Le spectateur *sent* le mouvement de l'acteur dans son propre corps — viscéral, pas seulement visuel. Pourquoi la caméra tremblante ou la chorégraphie frappent plus fort.
Le spectateur est assis au cinéma et sent soudain son propre cou se crisper lorsque l'acteur se baisse. Ses jambes ressentent la chute — alors qu'il ne fait que regarder. C'est la kinesthésie : l'empathie motrice qui se crée entre l'écran et le corps. Pas une émotion au sens classique, mais une résonance musculaire immédiate. Le spectateur *incarne* involontairement le mouvement, activant les mêmes schémas neuromusculaires que ceux exécutés par l'interprète.
Sur le plateau, cela ne fonctionne que si la caméra capture ce mouvement avec précision. Un panoramique rapide de la caméra doit être synchronisé *avec* le mouvement du corps de l'acteur — pas travailler contre lui. Lorsqu'un cascadeur saute d'un toit et que la caméra le suit dans un travelling rapide, un écho kinesthésique se crée dans le public. Le spectateur *tombe avec*, car la vitesse et la trajectoire sont codées visuellement avec une telle précision que son système moteur est activé. Inversement : si l'on monte l'action trop lentement, trop statiquement, trop près, trop loin — l'effet kinesthésique s'effondre. Le saut devient une simple information au lieu d'une expérience vécue.
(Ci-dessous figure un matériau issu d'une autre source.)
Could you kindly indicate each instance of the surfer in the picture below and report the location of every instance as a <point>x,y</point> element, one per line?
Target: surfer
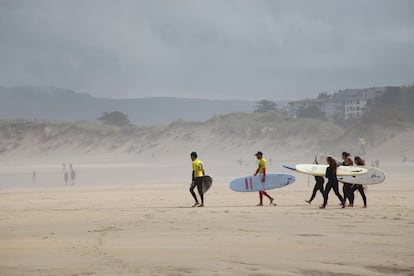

Cela explique pourquoi les directeurs de la photographie de films d'action travaillent de manière si obsessionnelle sur la stabilité et le timing. Un mouvement de caméra tremblant ou imprécis détruit immédiatement l'effet kinesthésique — le spectateur est arraché car son corps reçoit des signaux contradictoires. Tout aussi important : la pondération du mouvement. Un acteur qui marche avec lenteur donne une impression de lenteur. Un interprète doté d'un contrôle musculaire explosif — comme lors de montages d'entraînement ou de scènes de combat — transmet cette précision et cette force directement au public. C'est pourquoi les studios préfèrent engager des athlètes et des chorégraphes de combat pour les séquences d'action : leur contrôle physique est lisible kinesthésiquement.
Au montage, la kinesthésie est renforcée ou détruite par le cadencement des coupes. Des coupes rapides et rythmées sur la musique augmentent la tension motrice. Les plans longs et fluides avec des travellings ont un effet différent — plutôt hypnotique-continu que pulsatile. Le mélange détermine si le spectateur expérimente son corps comme un espace de résonance ou s'il reste passif. C'est la raison pour laquelle une poursuite de 30 secondes par Kubrick *se ressent* différemment de la même poursuite par d'autres réalisateurs : il s'agit du contrôle de cette empathie motrice inconsciente.